3.3 Building Computational Model
Building Computational model includes study of different behavior of complex system to get some new insights for deepening our understanding. In this section we will discuss some prerequisites which are required for building the computational model.
3.3.1 Data Pre-Processing and its Necessity
After collecting data from database it goes through several processes because data present in the databases are often raw, noisy, incomplete or inconsistent due to these reasons data cannot be used directly for mining process because it may produce unsatisfactory mining result. In order to enhance the classification result, a pre-processing step is initiated as an essential step before mining the data. It usually includes following methods such as data cleaning, data integration, data transformation, dimensionality reduction and so on [11]. Data pre-processing technique significantly improves the quality of data, performance of the classification model and minimizes the time required for actual mining.
We will address some of the problems which need to be solved to achieve better classification result. It involves cleaning of noisy data, missing data, duplicate data, etc. from the database to smoothly conduct the classification process. Noisy data refers to the unnecessary information available in the dataset which is meaningless and cannot be interpreted by machines. It can also be called corrupt data. Presence of these data can affect the data preparation process. To smooth the noisy data binning, clustering, regression methods can be used or can simply be deleted from large datasets based on the amount of noise present [11, 12]. Another biggest problem in biological data is the absence of values. In complex biological datasets this issue greatly impacts the performance of accuracy of the model. So to handle missing values various imputation techniques have to be used [12]. Data duplication are ongoing data quality problem testified in diverse domains, including health care, business and molecular biology, etc. [13] Presences of duplicate data leads to data inconsistency and redundancy which produces several consequences in classification problem. This issue can be handled by detecting and eliminating duplicate values.
Biological data may contain thousands of features because they are highly dependent on comparing the behavior of various biological units. These data often contains large amount of irrelevant data which affect the classification accuracy and machine learning efficiency [14]. Dimensionality reduction technique focuses on reducing the number of input features which aids to reduce computation time and redundant data. Dimensionality can be reduced using different method such as Linear Discriminant Analysis (LDA), Principal Component Analysis (PCA), feature selection, etc.
3.3.2 Biological Data Classification
Databases are the rich source of hidden information which can be extracted for intelligent decision making. Classification is a process by which data is organized into different categories by determining a class for an element in database. Data is grouped into different classes based on the training dataset. The classification process helps analyze data and to build models that define data classes and predict future trends.
The availability of large amount of microarray data has created new scopes in classification methods. Like classification of DNA microarrays contributes significantly for diagnosis and prognosis in many clinical practices [15].
Also the classification of gene expression data addresses the fundamental problem of many diseases.

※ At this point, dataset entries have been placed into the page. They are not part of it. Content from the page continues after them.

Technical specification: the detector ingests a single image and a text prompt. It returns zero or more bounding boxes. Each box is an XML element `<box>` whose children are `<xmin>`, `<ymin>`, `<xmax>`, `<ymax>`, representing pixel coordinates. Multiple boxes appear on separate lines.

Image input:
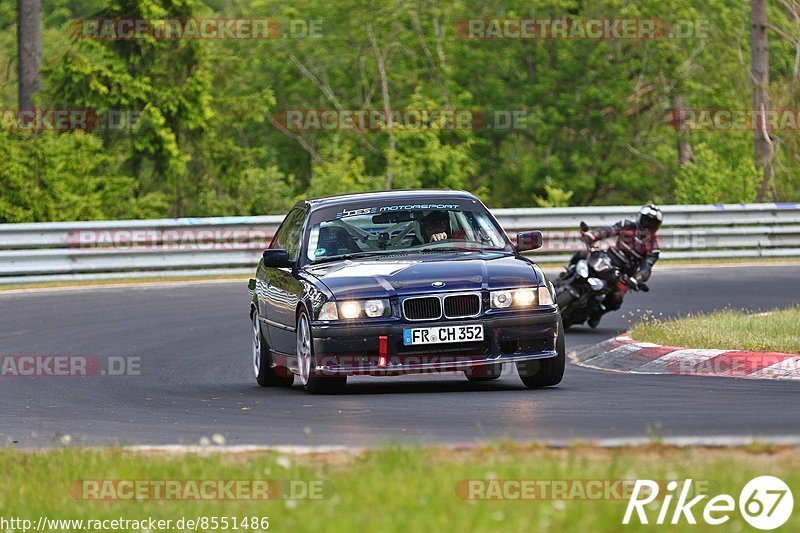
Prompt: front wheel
<box><xmin>252</xmin><ymin>311</ymin><xmax>294</xmax><ymax>387</ymax></box>
<box><xmin>517</xmin><ymin>319</ymin><xmax>567</xmax><ymax>389</ymax></box>
<box><xmin>297</xmin><ymin>310</ymin><xmax>347</xmax><ymax>394</ymax></box>
<box><xmin>556</xmin><ymin>289</ymin><xmax>577</xmax><ymax>328</ymax></box>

Classification of tumor types has been achieving a great success in cancer diagnosis and precision drug development. However, earlier cancer classification studies were clinical based and they have inadequate analytical expertise. Today thousands of gene expressions data is simultaneously monitored because of the advancement in classification algorithms.
3.3.3 ML in Bioinformatics
Machine learning (ML) is a technique to develop computer program to access data and to learn knowledge automatically from experience without human interventions and assistance. Machine learning techniques and deep learning algorithms enable the classifier to make use of automatic feature learning technique, to make reasonably complex predictions when the model is being trained on large datasets. It means the algorithm is able to learn based on the dataset alone and can discover ways to integrate numerous features of the input information into one intellectual set of features from which further learning can be done [9]. Machine learning technique uses two different methods to train the model: supervised learning and unsupervised learning method [16]. In subsequent sections we will discuss machine learning models used for supervised learning problems.
In recent years, availability of biological datasets have risen abruptly, this has enabled bioinformatics researchers to make use of these machine learning algorithms. ML techniques has been applied to many biological domains such as Microarrays, Systems biology, Genomics, Proteomics, Stroke diagnosis and Text mining, etc. [8].
Machine learning in bioinformatics helps to explore, analyze, manage and store data to extract relevant information from biological data.
Gene identification and nucleotide identification help to understand gene and gene association with disease.
Machine learning tools are also used to determine genomic sequence and examine gene pattern.
Gene sequence classification allows us to grasp the concept of nucleic acid and protein sequence.
Advancement of this field can ultimately leads to the development of automated diagnostic tools, personalized and precision medicine, gene therapy, food analysis, biodiversity management and many more which will target Individual’s lifestyle, environment and custom medical treatments considering person’s vulnerability to disease.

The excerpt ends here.